Kulturvolk Blog Nr. 170

Kulturvolk Blog | Reinhard Wengierek

von Reinhard Wengierek

25. April 2016
HEUTE: 1. „Die falsche Gärtnerin“ - Bode-Museum / 2. „Linie 1“- Jubiläum im Grips-Theater / 3. Film-Tipp: „Rabbi Wolff“ / 4. Shakespeare-Preis für Thomas Ostermeier

1. Bode-Museum


„Don Giovanni“ im still gelegten E-Werk, „Zauberflöte“ im U-Bahntunnel, jetzt „Die falsche Gärtnerin“ im Bode-Museum. Der Berliner Dirigent, Regisseur und Produzent Christoph Hagel hat ein Faible für extravagante Orte, für Oper und Mozart. Die bringt er in seinen Inszenierungen zusammen, auch, um auf diese Art einem dem Musiktheater fern stehenden Publikum die Lust zu wecken, es zu versuchen...

 

Diesmal also ein Mozart-Frühchen; das Jung-Genie war gerade mal 18 Lenze, als er die „Gärtnerin“ komponierte, der man sehr wohl anmerkt, dass sie viel mehr ist als ein hübsches Schäferspiel um die Irrwege der Liebe. Das dramatisch durchwehte Lustspiel gilt als „wilde“ Vorform der epochalen Gesellschaftskomödie „Hochzeit des Figaro“, die gut ein Jahrzehnt später erschien.

 

Doch Hagel ist nicht nur ein origineller Kopf, sondern auch ein ingeniöser Impresario, der mit seinen Produktionen (hoch)begabtem Sängernachwuchs eine Plattform gibt. Allein sein aufwändiges Casting auch für diese Produktion gleicht einem internationalen Wettbewerb. Die Folge: Ein blutjunges, begeisterndes Ensemble, das sich souverän behauptet gegenüber den Leistungen in den drei immerhin weltbedeutenden Opernhäusern der Stadt. Freilich, die grandiose Architektur des Museums bedingt szenischen Minimalismus; als karge Spielfläche dient eine Art Laufsteg.
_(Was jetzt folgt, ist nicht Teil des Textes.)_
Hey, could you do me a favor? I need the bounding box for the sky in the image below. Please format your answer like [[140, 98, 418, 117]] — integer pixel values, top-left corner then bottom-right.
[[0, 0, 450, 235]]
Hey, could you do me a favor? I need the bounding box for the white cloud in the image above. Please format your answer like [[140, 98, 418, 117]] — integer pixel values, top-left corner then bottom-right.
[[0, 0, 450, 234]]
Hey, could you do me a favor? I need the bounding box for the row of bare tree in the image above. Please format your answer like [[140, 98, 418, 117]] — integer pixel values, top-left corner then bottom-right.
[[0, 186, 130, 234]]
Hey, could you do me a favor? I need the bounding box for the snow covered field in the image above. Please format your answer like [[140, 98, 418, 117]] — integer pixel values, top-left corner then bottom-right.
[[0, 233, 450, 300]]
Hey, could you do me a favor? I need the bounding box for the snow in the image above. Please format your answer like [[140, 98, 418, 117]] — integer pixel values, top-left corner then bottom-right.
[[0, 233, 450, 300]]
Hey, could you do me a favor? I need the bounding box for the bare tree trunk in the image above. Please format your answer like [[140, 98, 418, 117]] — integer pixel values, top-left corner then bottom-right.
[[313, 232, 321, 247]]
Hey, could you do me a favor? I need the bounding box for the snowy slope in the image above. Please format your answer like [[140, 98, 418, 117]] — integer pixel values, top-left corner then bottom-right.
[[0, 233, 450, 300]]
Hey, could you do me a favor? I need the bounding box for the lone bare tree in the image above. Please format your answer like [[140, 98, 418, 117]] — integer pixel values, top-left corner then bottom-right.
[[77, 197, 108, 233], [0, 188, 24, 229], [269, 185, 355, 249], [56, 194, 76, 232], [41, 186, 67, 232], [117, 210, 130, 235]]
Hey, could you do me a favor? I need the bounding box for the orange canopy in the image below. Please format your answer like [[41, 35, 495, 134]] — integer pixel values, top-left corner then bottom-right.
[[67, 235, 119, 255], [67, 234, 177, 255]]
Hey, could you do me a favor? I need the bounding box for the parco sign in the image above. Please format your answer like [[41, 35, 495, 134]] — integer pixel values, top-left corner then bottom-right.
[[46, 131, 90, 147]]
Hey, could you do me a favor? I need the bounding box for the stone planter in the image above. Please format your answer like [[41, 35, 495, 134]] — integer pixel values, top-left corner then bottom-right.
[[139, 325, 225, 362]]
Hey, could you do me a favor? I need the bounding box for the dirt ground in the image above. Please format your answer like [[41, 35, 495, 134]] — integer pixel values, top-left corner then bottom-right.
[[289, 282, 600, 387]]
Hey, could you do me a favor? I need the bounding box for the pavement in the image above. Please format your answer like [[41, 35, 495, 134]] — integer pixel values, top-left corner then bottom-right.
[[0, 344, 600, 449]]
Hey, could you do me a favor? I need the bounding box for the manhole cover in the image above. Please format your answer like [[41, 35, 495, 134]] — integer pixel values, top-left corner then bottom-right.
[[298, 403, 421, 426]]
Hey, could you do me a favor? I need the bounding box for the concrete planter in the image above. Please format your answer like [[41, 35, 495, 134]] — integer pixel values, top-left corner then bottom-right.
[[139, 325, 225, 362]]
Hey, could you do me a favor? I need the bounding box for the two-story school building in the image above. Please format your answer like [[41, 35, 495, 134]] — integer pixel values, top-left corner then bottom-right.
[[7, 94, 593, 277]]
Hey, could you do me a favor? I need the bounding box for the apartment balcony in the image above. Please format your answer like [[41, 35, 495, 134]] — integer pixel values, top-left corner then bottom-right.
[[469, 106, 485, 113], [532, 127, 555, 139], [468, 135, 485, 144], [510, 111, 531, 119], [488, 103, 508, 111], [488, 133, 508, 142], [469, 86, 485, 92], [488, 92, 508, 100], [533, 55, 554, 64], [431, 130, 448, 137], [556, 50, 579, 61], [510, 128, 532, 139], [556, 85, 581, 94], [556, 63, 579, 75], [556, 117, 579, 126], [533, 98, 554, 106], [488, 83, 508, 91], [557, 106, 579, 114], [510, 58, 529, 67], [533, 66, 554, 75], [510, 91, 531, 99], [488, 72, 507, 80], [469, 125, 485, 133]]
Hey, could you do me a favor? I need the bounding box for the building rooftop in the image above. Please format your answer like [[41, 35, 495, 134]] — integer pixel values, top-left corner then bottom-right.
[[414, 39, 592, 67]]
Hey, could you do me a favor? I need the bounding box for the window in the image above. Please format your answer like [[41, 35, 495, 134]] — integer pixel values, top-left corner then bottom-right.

Auf dem wird nun, begleitet von den Berliner Symphonikern, um so intensiver gespielt in diesem irren erotischen Intrigen-, Versteck- und Verkleidungsspiel, das zu starken Gefühlsausbrüchen, berührenden Herzensergießungen, zu Sex und sarkastischen Kommentaren führt – mithin zu gesanglichen und schauspielerischen Herausforderungen.

(bis 22. Mai, samstags und sonntags)

2. Grips-Theater - 30 Jahre „LINIE 1“

„Heute kann man sich überhaupt nicht mehr vorstellen, wie sehr die meisten Schauspieler an einem Erfolg der „Linie 1“ gezweifelt hatten, so groß war der Probenstress gewesen“, erinnert sich Volker Ludwig, der Grips-Chef an die Uraufführung just vor drei Jahrzehnten. Noch nie habe er, der Regisseur und Autor, nach der Premiere so viele Menschen auf einmal hinter der Bühne heulen gesehen vor Erschöpfung und Glück…

 

Heute kaum zu glauben, dass damals niemand auch nur ahnte, dass „Linie 1“ einmal der größte Erfolg sein werde, den ein deutsches Musical je hatte. Es war über Jahre das meistinszenierte, meistaufgeführte und meistbesuchte Theaterstück im deutschsprachigen Raum und machte Ludwig in den 1990er Jahren zum meistgespielten Autor nach Shakespeare, Brecht, Molière. Gratulation!

 

Die „Linie“ wurde bis heute von mehr als 150 deutschsprachigen sowie mehr als einem Dutzend Theatern nachgespielt (sogar in Afrika und Asien). Das Stück funktioniert nicht nur in der Berliner U-Bahn, sondern beispielsweise auch im Bus (Vilnius) oder Sammeltaxi (Windhoek und Aden). Am 30. April gibt es im Grips die Jubiläumsvorstellung – mit Gästen von damals, Party und Tanz in den Mai; es wird die sage und schreibe 1724. Grips-Aufführung sein. Was für ein Triumph! – Übrigens, ich erinnere mich an ein Gastspiel (1987 oder 1988) in Dresden im noch heute erfolgreich existierenden (!) „Theater der jungen Generation“: Riesiger Menschenauflauf, eine Karte auf dem Schwarzmarkt war Gold wert, grenzenloser Jubel, der zugleich eine politische Manifestation war in der wie wir heute wissen Endzeit der DDR.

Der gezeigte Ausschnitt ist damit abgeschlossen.